Translating the real world to the digital

One of the projects for the Engineering Graphics & Design course in Columbia University’s Mechanical Engineering Department is to take a real toy truck and recreate it digitally in SolidWorks with matching dimensions, features, and functionality. The following is a description of my project, which earned an A+ grade:

The most challenging part of this project was recreating the cab of the truck. Like many children’s toys, the cab incorporated a highly rounded geometry with irregular, curvatures to create a friendly, cartoon-like appearance. Naturally, the solution to accurately reproducing the cab was surface modeling. Though I hadn’t had much experience with surface modeling prior to this project, I learned quickly with intensive practice. I found it useful to incorporate pieces of reference geometry to define positions of points on lines and curves. This practice was crucial to ensure arc lengths and curvatures remained faithful to the geometry of the original toy truck. I created individual surfaces from 3D sketch frames for each face of the cab, then knit them together to create a solid object, and created cut features to add the remaining details of the cab.

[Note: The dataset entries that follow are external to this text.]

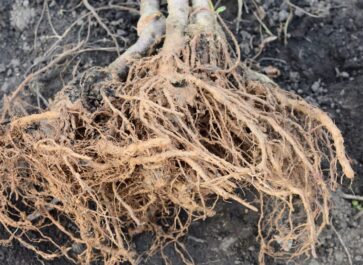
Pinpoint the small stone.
[279,10,289,21]
[10,59,20,67]
[248,246,256,252]
[290,72,300,82]
[295,8,305,17]
[334,251,345,264]
[311,79,320,92]
[6,68,13,77]
[356,0,363,9]
[340,72,349,78]
[10,4,35,31]
[309,259,320,265]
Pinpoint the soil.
[0,0,363,265]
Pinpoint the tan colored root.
[0,6,353,264]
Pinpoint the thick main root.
[0,1,353,264]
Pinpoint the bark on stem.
[162,0,189,54]
[192,0,216,32]
[109,0,165,77]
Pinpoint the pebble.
[334,251,345,264]
[309,259,320,265]
[357,0,363,9]
[311,80,320,92]
[279,10,289,21]
[6,68,13,77]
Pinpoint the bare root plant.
[0,0,354,264]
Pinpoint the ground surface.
[0,0,363,265]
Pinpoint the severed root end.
[0,1,354,264]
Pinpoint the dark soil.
[0,0,363,265]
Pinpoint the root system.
[0,1,354,264]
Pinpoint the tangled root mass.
[0,28,353,264]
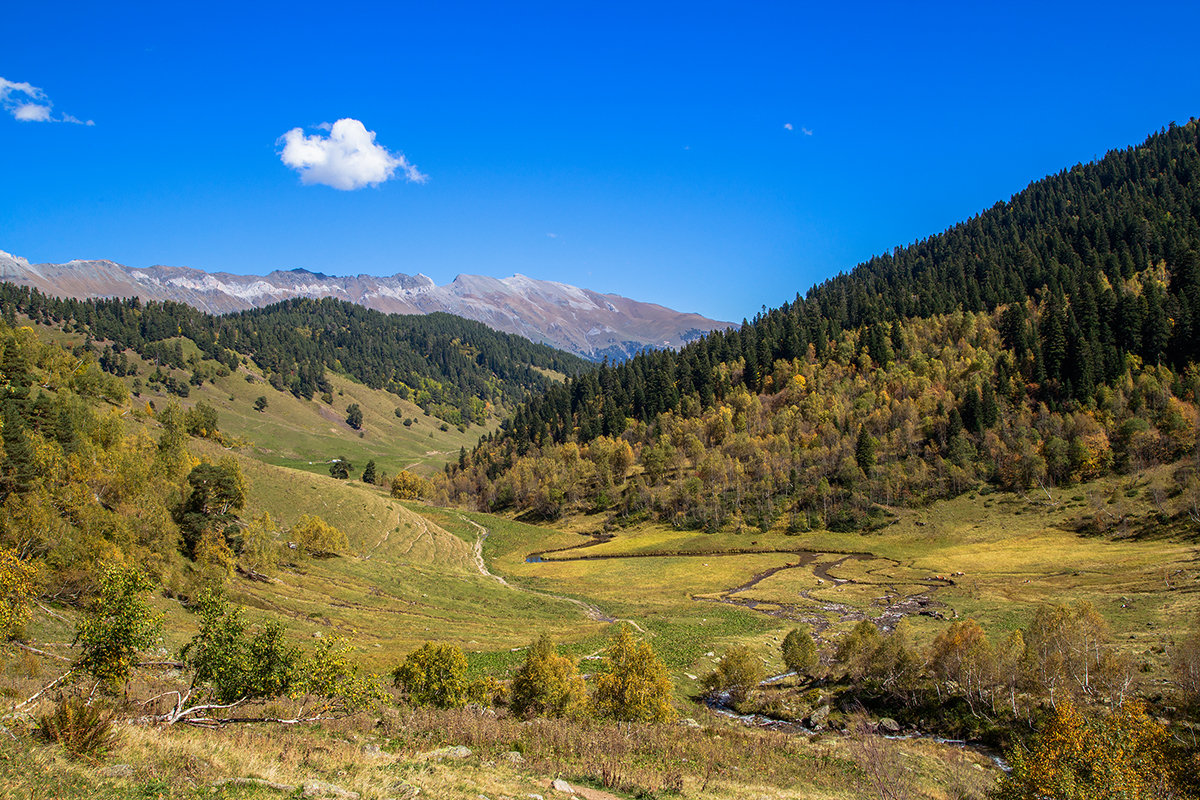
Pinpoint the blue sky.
[0,1,1200,320]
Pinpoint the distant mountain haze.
[0,251,734,360]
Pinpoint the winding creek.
[516,523,1009,771]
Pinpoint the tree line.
[0,283,588,426]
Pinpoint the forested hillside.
[442,121,1200,529]
[0,292,588,425]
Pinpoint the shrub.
[593,625,674,722]
[511,636,587,717]
[0,548,37,639]
[74,565,162,690]
[290,515,349,555]
[38,694,116,758]
[391,642,470,709]
[780,625,821,676]
[704,644,764,703]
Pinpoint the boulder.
[100,764,133,777]
[391,781,421,800]
[300,781,359,800]
[420,745,472,762]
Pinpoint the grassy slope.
[37,325,498,475]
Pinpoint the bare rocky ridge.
[0,251,732,360]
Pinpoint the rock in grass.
[212,777,296,794]
[390,781,421,800]
[300,781,359,800]
[420,745,472,760]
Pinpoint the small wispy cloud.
[0,78,95,125]
[278,118,428,192]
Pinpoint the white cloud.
[278,119,428,191]
[0,78,95,125]
[12,103,50,122]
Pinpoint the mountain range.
[0,251,733,361]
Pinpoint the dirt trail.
[527,536,954,633]
[458,515,646,633]
[692,553,954,633]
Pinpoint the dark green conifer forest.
[443,121,1200,529]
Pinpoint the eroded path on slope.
[526,536,954,633]
[458,515,646,633]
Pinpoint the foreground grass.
[0,708,994,800]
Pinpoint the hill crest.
[0,251,733,360]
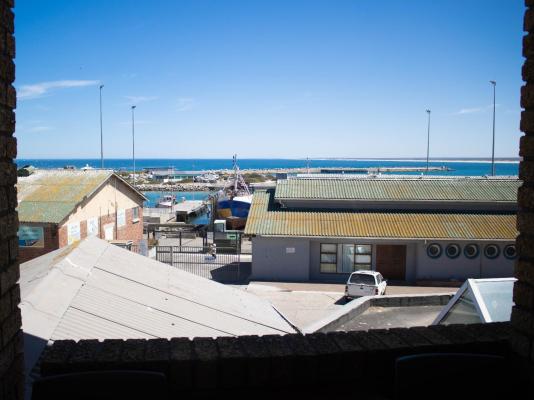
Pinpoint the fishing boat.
[217,155,252,229]
[156,194,176,208]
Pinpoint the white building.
[245,176,520,282]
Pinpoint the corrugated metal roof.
[20,237,294,341]
[19,237,295,390]
[275,178,521,202]
[17,170,144,223]
[245,191,517,240]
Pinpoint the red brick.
[519,136,534,158]
[519,160,534,184]
[517,186,534,211]
[521,60,534,82]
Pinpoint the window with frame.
[18,225,44,247]
[321,243,373,274]
[321,243,337,274]
[354,244,373,271]
[132,207,139,222]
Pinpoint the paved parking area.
[241,282,456,329]
[250,281,458,295]
[337,306,443,331]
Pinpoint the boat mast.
[233,154,238,194]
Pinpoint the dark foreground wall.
[0,0,24,399]
[41,323,510,398]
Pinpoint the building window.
[351,244,372,272]
[18,225,44,247]
[132,207,139,222]
[321,244,373,274]
[321,243,337,274]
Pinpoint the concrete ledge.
[301,293,454,335]
[40,324,511,398]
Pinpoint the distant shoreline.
[14,157,521,164]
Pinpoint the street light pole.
[426,109,432,174]
[100,85,104,168]
[490,81,497,176]
[132,106,136,186]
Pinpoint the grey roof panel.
[20,237,295,380]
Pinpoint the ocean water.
[16,158,518,176]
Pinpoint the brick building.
[17,170,145,262]
[0,0,534,400]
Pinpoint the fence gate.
[156,246,250,283]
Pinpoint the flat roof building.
[245,177,520,282]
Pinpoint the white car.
[345,271,387,299]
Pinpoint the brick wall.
[19,224,59,264]
[117,207,143,243]
[511,0,534,361]
[19,207,143,264]
[0,0,24,399]
[41,323,510,398]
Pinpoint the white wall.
[251,236,310,281]
[67,178,143,224]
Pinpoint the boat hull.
[217,199,250,218]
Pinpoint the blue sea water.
[16,158,518,176]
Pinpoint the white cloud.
[17,80,100,100]
[124,96,158,105]
[178,97,195,112]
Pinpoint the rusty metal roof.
[17,170,144,223]
[275,177,521,202]
[245,191,517,240]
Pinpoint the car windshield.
[350,274,375,285]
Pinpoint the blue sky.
[15,0,524,158]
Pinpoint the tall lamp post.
[490,81,497,176]
[132,106,136,186]
[100,85,104,168]
[426,109,432,174]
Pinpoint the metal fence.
[156,246,251,282]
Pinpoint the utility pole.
[490,81,497,176]
[426,109,432,174]
[100,85,104,168]
[132,106,136,186]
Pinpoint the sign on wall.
[117,209,126,228]
[67,222,80,244]
[87,217,99,236]
[18,225,44,247]
[104,224,113,240]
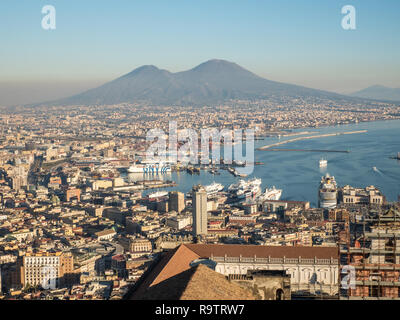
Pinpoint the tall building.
[169,191,185,213]
[192,185,207,236]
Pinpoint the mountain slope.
[351,85,400,101]
[41,60,352,105]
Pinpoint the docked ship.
[319,159,328,168]
[127,163,171,174]
[318,173,338,209]
[204,182,224,195]
[228,178,262,200]
[257,186,282,201]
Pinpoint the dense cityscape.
[0,0,400,312]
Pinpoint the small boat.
[319,159,328,168]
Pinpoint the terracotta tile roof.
[134,264,255,300]
[131,245,199,299]
[185,244,339,259]
[129,244,338,300]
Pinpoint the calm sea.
[128,120,400,207]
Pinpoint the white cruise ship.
[318,173,337,209]
[204,182,224,195]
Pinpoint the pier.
[257,130,367,152]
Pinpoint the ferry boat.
[319,159,328,168]
[204,182,224,195]
[127,163,171,174]
[318,173,338,209]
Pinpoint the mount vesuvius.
[39,60,353,105]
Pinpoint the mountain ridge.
[350,85,400,102]
[36,59,366,105]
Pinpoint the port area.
[264,148,350,153]
[257,130,367,151]
[113,180,178,191]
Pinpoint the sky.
[0,0,400,105]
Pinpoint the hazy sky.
[0,0,400,105]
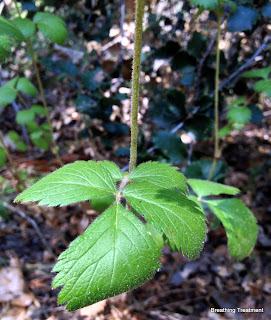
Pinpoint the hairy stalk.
[129,0,144,172]
[208,8,222,180]
[0,136,26,192]
[13,0,63,166]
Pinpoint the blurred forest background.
[0,0,271,320]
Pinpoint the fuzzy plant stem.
[208,11,222,180]
[129,0,144,172]
[0,136,25,192]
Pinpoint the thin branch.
[208,8,222,180]
[219,36,271,90]
[0,135,25,192]
[121,106,200,172]
[195,33,217,98]
[129,0,144,172]
[3,202,56,257]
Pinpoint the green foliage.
[8,130,27,152]
[15,161,116,207]
[184,159,227,181]
[0,147,7,168]
[190,0,219,10]
[53,203,161,311]
[0,34,12,60]
[0,85,17,107]
[14,78,38,96]
[33,12,67,44]
[187,179,258,259]
[16,141,27,152]
[187,179,240,197]
[12,17,35,38]
[228,6,259,32]
[91,196,115,212]
[31,104,46,116]
[207,199,258,259]
[153,131,187,164]
[0,16,26,41]
[16,110,35,124]
[218,124,232,139]
[242,67,271,80]
[129,162,188,194]
[227,106,251,124]
[123,182,206,258]
[0,16,26,60]
[15,161,210,310]
[8,130,19,142]
[0,77,38,107]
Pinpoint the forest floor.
[0,104,271,320]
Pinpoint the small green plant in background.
[15,0,258,311]
[0,1,67,165]
[0,77,51,151]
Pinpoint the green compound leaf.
[15,161,116,207]
[52,203,161,311]
[254,80,271,98]
[0,16,26,41]
[187,179,240,197]
[123,182,206,258]
[227,106,251,124]
[16,110,35,124]
[242,67,271,80]
[99,160,122,181]
[129,161,188,194]
[12,17,35,38]
[33,12,67,44]
[190,0,218,9]
[91,196,115,212]
[207,199,258,259]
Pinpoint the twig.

The remainder of the truck was considerably more straightforward than the cab. Though the truck bed, chassis, and wheel geometries seem somewhat complicated, nearly all of the geometries of these parts could be broken and modeled as a sum of simple features, which allowed me to create them with standard solid modeling techniques. Some of the finer details of the truck, particularly on the cab and the truck bed were omitted due to the two week time constraint of the project.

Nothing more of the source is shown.